6.3 Reserves. Amounts carried in reserves shall be allocated on the books of the Cooperative on a patronage basis or in lieu thereof the books and records of the Cooperative shall afford a means of doing so at any time so that in the event of distribution each member-owner and eligible patron may receive a pro rata share of such distribution. Amounts carried in reserves or unallocated surplus and not allocated to the member-owners and patrons may be so allocated by the Board at any time.

6.4 Extraordinary Gains. Margins produced by a transaction (such as income from the lease of premises, investment in securities, or from the sale or exchange of capital assets) which is directly related to the Cooperative’s business will be deemed to be patronage sourced margins and may be distributed to member – owners in proportion, insofar as is practicable, to their patronage during any period to which such margins are attributable, as determined by the Board.

6.5 Allocation of Losses.

a. Operating Losses. An operating loss will be apportioned among the member – owners and eligible patrons during the year of loss so that the loss will, to the extent practicable, be borne by those member – owners and patrons with respect to the loss year on an equitable basis, including charging the loss against allocated reserves, unallocated surplus, or the patronage equity. Member – owners and patrons may not be directly assessed for any loss. The Board may also direct that all or part of any loss be carried forward or back so long as any carry-forward or carryback will not place an inequitable burden upon past or future members.

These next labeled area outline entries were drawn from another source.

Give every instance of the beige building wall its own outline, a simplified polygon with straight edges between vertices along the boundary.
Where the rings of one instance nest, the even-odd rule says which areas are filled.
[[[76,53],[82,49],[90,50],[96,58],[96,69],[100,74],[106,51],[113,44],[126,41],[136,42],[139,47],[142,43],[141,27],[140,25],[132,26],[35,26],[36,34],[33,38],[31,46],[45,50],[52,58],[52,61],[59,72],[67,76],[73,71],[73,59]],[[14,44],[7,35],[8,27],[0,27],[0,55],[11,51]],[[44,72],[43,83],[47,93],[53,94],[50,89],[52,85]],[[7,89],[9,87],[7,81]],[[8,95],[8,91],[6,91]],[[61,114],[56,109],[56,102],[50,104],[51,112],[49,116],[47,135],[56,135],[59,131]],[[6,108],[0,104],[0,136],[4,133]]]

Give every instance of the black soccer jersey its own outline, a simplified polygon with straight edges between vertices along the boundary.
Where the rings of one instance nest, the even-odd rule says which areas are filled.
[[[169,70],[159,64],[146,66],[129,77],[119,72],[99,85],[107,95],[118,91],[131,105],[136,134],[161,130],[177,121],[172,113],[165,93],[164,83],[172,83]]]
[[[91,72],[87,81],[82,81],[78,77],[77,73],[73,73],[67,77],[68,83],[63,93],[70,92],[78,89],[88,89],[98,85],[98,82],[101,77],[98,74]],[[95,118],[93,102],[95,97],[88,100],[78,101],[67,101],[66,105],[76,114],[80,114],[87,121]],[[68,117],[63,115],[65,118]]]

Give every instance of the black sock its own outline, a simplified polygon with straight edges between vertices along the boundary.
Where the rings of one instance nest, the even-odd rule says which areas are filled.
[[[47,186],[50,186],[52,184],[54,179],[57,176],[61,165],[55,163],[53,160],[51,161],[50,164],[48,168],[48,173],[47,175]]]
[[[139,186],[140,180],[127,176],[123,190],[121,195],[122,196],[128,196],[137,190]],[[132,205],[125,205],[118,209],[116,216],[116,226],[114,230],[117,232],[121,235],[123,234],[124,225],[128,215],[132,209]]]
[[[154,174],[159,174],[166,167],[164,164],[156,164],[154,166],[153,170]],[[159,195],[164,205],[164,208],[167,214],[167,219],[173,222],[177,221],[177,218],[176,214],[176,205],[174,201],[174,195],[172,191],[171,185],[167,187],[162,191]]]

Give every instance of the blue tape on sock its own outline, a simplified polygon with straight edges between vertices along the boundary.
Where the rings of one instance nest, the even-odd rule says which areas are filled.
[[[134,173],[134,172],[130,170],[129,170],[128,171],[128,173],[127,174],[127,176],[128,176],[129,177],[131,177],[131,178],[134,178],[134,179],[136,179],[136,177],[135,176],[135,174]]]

b. Other Losses. If, in any fiscal year, the Cooperative incurs a loss other than an operating loss, the Board may determine the basis on which patronage capital furnished by the member – owners and eligible patrons may be reduced or such loss is to be otherwise equitably apportioned among the member – owners and eligible patrons.

ARTICLE VII: Dissolution

7.1 Asset Distribution: The Cooperative may be dissolved upon a decision of the Board and a two thirds (2/3) vote of the members who participate in the vote. Upon dissolution of the Cooperative, its assets shall be distributed in the following manner and order: (i) by paying or making provision for payment of all liabilities and expenses of liquidation; (ii) by redeeming all outstanding preferred stock and any unpaid cumulated dividends; (iii) by redeeming outstanding Common Stock at the par value of $200 per share plus any declared and unpaid dividends, (iv) by redeeming any equity accounts which, if they cannot be paid in full, shall be paid in the order of the oldest outstanding amounts; (v) by distributing any remaining assets in a way that furthers the Cooperative’s mission and which is consistent with applicable law, as determined by the Board.

ARTICLE VIII: By-laws

8.1 Amendments. These bylaws may be amended or repealed in whole or in part by a majority of the members who participate in the vote. An amendment may be proposed by decision of the Board or by petition of at least ten percent (10%) of active members. The proposed amendment shall be publicized to the membership not less than four (4) weeks prior to the voting process, which shall be held at a time and in a manner determined by the Board.